We’ve done the digging for you and compiled a list of lesser-known songs from SMB that showcase the group’s evolution throughout their career.
1. “Going to Mexico”
Taken from their fifth studio album—aptly titled Number 5—”Going to Mexico” sees SMB deeply sunken into psychedelia. In the lyrics, Miller sings about escaping his relationship south of the border: Pack my bags / Don’t be too slow / I should have quit you, baby / A long time ago. As an added bonus, there are a number of languid guitar solos to sink into throughout the song.
2. “Nobody But You Baby”
Moving into the ’80s, “Nobody But You Baby” has a yacht rock sensibility in the vein of “Jet Airliner.” Miller sings, Baby, when I see you walking down the street / Baby, I can tell we’re on a winning streak / Nobody can tell me ’bout what to do / Cuz baby I know that your love is true. It’s an easy breezy track that will conjure up images of summertime cruisin’ to get you through these next few, cold months.
3. “Journey From Eden”
“Journey From Eden” is a haunting track. The first part of the song features lush harmonies that float on top of a delicate guitar riff. By the second chorus, a swell of strings comes in as Miller breaks through with the line She is standing in the doorway / With the love light in her eye / And she beckons me to journey / Through the night. This song is yet another psychedelic gem from SMB.
4. “Good Morning”
As the title suggests, the warbling intro to this track seems as if the band themselves are having a slow start to their morning. The nearly 30-second intro (which is forever in song time) is broken up by Miller coming in to sing When all the faces are filled with joy / Life’s a holiday. Like much of the Number 5 album, “Good Morning” is a floating, kaleidoscopic track that covers all the fundamental bases of rock music in the ’70s.

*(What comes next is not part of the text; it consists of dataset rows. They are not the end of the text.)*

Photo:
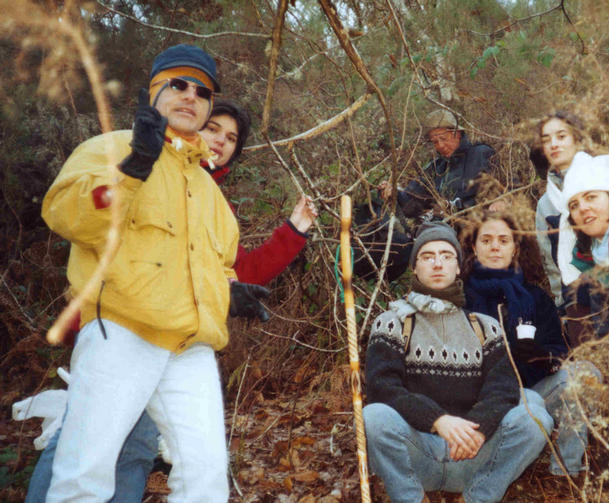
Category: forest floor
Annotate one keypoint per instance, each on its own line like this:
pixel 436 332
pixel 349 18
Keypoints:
pixel 299 449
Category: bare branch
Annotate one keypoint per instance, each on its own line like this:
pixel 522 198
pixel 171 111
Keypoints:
pixel 183 32
pixel 319 129
pixel 277 31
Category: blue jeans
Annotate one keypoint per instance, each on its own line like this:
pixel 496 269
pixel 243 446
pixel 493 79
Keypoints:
pixel 411 462
pixel 132 469
pixel 572 439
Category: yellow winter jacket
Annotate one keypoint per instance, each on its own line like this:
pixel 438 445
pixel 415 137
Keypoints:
pixel 168 280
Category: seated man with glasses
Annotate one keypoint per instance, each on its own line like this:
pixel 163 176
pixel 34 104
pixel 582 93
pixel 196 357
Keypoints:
pixel 443 410
pixel 150 329
pixel 449 181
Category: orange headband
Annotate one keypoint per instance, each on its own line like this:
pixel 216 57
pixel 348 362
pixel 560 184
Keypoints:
pixel 178 71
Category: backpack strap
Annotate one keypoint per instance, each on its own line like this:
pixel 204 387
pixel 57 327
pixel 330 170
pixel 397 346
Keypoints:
pixel 407 330
pixel 475 323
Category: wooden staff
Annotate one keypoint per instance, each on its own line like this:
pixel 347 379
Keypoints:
pixel 356 386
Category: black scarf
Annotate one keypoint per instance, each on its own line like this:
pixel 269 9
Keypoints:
pixel 488 287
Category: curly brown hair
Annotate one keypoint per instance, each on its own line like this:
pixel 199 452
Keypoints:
pixel 527 256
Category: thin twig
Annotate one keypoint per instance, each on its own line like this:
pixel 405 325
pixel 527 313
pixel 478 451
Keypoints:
pixel 182 32
pixel 319 129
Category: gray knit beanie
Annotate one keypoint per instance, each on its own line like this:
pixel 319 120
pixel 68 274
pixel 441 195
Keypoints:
pixel 435 231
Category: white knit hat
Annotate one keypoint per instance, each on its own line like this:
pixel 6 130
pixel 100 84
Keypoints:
pixel 585 173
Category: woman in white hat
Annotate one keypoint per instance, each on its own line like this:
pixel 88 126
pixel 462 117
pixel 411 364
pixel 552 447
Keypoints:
pixel 584 233
pixel 560 135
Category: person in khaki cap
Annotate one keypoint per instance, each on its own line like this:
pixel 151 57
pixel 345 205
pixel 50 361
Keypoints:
pixel 457 163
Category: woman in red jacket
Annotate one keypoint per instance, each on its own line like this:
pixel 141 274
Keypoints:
pixel 225 133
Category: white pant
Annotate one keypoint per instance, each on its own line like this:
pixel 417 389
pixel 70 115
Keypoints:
pixel 113 380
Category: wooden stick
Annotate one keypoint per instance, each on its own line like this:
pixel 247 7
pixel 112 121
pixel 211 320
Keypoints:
pixel 356 386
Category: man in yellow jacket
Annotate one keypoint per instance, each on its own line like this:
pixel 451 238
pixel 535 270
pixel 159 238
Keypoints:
pixel 150 329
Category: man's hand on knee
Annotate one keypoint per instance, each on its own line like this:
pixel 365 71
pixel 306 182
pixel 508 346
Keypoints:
pixel 461 435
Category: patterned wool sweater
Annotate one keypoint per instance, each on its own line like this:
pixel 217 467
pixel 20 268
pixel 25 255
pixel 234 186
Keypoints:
pixel 445 369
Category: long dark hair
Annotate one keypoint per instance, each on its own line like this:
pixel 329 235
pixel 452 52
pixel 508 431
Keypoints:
pixel 576 128
pixel 527 256
pixel 242 118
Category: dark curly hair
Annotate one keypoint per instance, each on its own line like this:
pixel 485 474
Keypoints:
pixel 527 256
pixel 242 118
pixel 577 129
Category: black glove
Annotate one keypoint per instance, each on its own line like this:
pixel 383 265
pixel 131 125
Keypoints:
pixel 148 139
pixel 244 300
pixel 528 351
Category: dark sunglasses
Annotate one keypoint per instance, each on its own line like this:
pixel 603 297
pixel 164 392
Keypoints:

5. “Evil” (Live at the Aquarius Theatre, Boston, 1973)
This live recording of “Evil” is on the same album as “The Joker,” so it’s no surprise it has been slightly overshadowed. Nevertheless, “Evil” is as stellar an example of blues-influenced rock as anything else on the album. The guitar solo midway through really drives this track home. It’s smoky, laidback, and endlessly alluring.